In this note, we introduce another substitution as a companion to the Weierstrass substitution that can transform certain rational expressions of trigonometric functions into simpler ordinary rational expressions than the Weierstrass substitution.
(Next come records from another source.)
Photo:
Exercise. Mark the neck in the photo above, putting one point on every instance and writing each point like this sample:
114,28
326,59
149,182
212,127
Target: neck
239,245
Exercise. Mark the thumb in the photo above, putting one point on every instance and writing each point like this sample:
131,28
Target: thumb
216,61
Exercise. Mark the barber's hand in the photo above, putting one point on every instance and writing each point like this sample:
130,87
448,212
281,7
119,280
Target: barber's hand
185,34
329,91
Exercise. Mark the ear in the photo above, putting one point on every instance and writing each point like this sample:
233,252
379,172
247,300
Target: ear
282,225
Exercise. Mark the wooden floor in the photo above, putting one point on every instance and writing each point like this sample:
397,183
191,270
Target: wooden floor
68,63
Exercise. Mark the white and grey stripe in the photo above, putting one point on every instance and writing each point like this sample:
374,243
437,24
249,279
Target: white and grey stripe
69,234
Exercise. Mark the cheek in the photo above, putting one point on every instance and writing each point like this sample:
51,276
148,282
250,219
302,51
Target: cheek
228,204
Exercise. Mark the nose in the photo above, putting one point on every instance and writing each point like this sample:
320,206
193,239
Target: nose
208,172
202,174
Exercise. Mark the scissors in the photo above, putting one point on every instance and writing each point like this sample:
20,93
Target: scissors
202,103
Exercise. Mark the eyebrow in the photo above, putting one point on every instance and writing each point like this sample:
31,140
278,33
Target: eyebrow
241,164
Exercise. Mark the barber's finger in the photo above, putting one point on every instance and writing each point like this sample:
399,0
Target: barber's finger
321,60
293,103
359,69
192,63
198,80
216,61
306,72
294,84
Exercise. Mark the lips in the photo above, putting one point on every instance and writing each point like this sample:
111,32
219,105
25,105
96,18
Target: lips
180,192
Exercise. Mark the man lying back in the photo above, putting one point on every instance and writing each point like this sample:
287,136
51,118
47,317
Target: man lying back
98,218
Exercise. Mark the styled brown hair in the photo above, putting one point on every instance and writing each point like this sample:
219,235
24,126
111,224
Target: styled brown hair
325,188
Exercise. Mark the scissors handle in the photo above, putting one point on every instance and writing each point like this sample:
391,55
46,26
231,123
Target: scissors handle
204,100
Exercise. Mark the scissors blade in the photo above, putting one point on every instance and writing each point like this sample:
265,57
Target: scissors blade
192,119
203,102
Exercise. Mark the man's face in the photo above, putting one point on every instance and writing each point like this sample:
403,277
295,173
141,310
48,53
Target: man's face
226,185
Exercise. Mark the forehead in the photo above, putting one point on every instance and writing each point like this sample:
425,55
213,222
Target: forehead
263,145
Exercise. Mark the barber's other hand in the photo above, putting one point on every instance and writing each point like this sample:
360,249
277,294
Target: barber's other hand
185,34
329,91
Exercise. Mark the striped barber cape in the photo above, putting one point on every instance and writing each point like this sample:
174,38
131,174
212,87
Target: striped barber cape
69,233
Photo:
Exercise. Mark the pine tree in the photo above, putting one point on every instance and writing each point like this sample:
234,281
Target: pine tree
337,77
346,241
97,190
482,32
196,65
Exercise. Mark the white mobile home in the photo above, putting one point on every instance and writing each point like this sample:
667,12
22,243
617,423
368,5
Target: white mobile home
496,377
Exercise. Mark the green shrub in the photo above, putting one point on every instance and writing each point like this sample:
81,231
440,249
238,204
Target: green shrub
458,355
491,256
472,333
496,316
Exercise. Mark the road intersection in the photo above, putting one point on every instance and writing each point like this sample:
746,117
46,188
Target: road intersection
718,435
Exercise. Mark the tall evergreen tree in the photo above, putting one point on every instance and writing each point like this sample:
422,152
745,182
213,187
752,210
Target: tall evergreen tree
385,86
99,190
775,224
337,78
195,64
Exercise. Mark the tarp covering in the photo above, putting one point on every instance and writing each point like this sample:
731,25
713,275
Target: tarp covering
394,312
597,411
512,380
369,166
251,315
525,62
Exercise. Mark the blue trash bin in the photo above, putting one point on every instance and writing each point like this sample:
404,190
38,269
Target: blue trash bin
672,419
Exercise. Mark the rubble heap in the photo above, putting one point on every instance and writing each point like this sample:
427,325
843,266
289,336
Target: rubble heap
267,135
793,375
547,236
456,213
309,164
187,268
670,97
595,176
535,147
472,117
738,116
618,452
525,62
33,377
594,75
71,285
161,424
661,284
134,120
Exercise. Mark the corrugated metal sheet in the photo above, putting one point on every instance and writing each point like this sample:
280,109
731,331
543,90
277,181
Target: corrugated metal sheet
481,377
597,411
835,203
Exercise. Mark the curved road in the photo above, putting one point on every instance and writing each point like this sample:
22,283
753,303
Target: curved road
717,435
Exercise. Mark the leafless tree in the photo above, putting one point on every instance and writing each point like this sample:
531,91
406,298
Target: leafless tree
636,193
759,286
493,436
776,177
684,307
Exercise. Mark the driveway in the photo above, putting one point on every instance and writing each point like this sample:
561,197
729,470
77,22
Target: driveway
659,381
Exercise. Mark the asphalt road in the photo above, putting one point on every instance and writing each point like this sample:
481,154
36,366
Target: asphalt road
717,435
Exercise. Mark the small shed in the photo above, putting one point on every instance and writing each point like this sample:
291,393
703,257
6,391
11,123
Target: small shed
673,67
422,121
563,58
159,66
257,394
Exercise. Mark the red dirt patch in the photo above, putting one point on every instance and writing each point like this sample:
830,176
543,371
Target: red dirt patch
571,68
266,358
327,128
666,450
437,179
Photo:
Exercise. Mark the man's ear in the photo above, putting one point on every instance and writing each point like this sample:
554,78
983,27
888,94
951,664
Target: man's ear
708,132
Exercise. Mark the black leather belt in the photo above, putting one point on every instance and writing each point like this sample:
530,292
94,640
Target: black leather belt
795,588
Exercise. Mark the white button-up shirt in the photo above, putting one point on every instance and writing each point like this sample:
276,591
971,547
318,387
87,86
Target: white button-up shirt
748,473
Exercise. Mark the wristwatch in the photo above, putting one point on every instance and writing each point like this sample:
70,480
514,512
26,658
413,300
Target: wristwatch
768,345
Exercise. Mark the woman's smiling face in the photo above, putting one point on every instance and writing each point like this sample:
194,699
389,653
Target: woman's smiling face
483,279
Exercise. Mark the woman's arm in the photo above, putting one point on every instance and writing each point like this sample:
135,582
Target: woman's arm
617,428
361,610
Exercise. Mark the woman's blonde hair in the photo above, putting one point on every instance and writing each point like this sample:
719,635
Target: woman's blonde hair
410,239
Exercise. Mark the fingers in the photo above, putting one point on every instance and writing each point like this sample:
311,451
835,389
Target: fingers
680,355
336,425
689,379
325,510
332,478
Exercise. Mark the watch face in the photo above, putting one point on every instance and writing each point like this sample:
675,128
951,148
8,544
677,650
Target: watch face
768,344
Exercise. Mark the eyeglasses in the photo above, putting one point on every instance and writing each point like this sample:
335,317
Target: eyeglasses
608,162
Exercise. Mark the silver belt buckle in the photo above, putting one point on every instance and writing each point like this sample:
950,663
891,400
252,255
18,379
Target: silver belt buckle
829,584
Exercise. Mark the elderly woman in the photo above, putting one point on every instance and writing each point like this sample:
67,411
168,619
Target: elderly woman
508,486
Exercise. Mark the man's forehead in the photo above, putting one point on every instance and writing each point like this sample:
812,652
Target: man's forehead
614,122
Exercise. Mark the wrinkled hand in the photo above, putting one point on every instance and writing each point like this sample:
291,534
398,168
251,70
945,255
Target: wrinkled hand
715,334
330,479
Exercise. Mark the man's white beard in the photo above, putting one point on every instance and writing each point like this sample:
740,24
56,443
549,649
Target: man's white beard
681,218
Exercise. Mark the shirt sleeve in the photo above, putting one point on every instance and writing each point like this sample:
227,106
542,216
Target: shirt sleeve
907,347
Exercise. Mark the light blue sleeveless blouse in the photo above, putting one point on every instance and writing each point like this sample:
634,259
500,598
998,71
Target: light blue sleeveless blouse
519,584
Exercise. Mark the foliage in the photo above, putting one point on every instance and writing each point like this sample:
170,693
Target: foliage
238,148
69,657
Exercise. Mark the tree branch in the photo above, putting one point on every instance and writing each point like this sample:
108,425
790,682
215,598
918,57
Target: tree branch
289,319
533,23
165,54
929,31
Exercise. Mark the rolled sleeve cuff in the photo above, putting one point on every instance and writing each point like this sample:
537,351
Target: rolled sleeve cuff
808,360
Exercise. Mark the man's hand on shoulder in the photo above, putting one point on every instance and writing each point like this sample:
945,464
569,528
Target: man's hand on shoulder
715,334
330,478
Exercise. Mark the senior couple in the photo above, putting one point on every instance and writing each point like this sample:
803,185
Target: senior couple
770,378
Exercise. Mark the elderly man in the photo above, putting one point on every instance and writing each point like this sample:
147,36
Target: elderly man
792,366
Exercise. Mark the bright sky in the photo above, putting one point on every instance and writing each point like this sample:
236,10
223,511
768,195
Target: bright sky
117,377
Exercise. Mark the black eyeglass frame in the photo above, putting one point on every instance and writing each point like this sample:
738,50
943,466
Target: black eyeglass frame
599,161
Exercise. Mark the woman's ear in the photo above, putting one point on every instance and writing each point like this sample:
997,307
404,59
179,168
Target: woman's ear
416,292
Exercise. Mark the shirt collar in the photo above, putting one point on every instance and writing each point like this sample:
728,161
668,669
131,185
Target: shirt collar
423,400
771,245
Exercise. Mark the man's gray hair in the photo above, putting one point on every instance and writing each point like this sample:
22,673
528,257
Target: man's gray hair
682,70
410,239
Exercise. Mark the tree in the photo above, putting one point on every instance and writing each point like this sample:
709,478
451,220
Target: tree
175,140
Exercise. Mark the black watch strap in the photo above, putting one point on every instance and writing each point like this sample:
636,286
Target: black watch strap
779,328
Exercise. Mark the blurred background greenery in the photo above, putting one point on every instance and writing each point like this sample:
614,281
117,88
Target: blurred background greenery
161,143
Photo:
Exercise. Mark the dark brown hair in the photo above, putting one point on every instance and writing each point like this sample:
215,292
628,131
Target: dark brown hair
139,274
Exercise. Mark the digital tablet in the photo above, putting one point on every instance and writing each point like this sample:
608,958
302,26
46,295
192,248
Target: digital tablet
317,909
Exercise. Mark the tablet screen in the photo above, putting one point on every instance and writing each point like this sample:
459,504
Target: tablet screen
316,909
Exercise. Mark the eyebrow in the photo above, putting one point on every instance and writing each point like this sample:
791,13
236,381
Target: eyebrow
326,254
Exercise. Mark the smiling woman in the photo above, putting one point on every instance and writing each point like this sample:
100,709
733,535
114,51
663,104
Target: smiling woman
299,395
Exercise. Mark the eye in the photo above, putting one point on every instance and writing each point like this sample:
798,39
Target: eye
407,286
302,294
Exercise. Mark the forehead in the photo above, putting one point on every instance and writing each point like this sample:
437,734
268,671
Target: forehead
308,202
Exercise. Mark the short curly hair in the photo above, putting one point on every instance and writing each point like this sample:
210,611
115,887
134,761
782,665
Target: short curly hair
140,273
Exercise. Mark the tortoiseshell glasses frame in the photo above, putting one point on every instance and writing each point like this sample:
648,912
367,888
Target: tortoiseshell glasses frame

For instance, it would be useful when a common linear factor of $\sin{x}$ appears in the numerator or denominator of the integrand. The general transformation formula is given by:

$$\int f(\sin{x},\cos{x})\,dx =  \int f(2\sqrt{s-s^2}, 1-2s)\frac{ds}{\sqrt{s-s^2}}.$$

Here $s=\sin^2{\frac12x}$. 

Derivation

Using the double-angle formulas and the Pythagorean identity, one gets
$$\sin{x}=2\sin{\frac12x}\cos{\frac12x}=2\sin{\frac12x}\sqrt{1-\sin^2{\frac12x}}=2\sqrt{\sin^2{\frac12x}-\sin^4{\frac12x}}=2\sqrt{s-s^2},$$
$$\cos{x}=1-2\sin^2{\frac12x}=1-2s.$$
Finally, since $s=\sin^2{\frac12x}$, differentiation rules imply
$$ds=\sin{\frac12x}\cos{\frac12x}\,dx=\frac{\sin{x}}{2}\,dx,$$
and thus,
$$dx=\frac{ds}{\sqrt{s-s^2}}.$$

Example 1

By applying the sine half-angle substitution and simplifying,

$$\int \frac{\sin{x}}{\sin^2{x}+2\cos{x}}\,dx=\int \frac{1}{1-2s^2}\,ds.$$

Using standard integrals,

$$\int \frac{1}{1-2s^2}\,ds=\frac{\tanh^{-1}{(\sqrt{2}s)}}{\sqrt{2}}+C=\frac{\tanh^{-1}{(\sqrt{2}\sin^2{\frac12x})}}{\sqrt{2}}+C.$$

The advantage of this substitution is evident when comparing it to the solution provided in this integral calculator (which solution, by the way, is equivalent to the one given here) or when using the Weierstrass substitution.

Example 2 

By applying the sine half-angle substitution,

$$\int \frac{1}{\sin^3{x}}\,dx=\frac18\int \frac{1}{(s-s^2)^2}\,ds.$$

Using partial fraction decomposition, 

$$\frac18\int \frac{1}{(s-s^2)^2}\,ds=\frac18\int \left(\frac{1}{s}+\frac{1}{s^2}-\frac{2}{s-1}+\frac{1}{(s-1)^2}\right)\,ds=\frac14\ln{\left|\frac{s}{1-s}\right|}+\frac18\left(\frac{1}{1-s}-\frac{1}{s}\right)+C.$$

Substituting $s$ by $\sin^2{\frac12x}$, we have

$$\frac18\int \frac{1}{(s-s^2)^2}\,ds=\frac14\ln{\left|\tan^2{\frac12x}\right|}+\frac18\left(\frac{1}{\cos^2{\frac12x}}-\frac{1}{\sin^2{\frac12x}}\right)+C=\frac12\left(\ln{|\tan{\frac12x}|}-\frac{\cos{x}}{\sin^2{x}}\right)+C.$$

A solution using integration by parts is given at Integrals For You.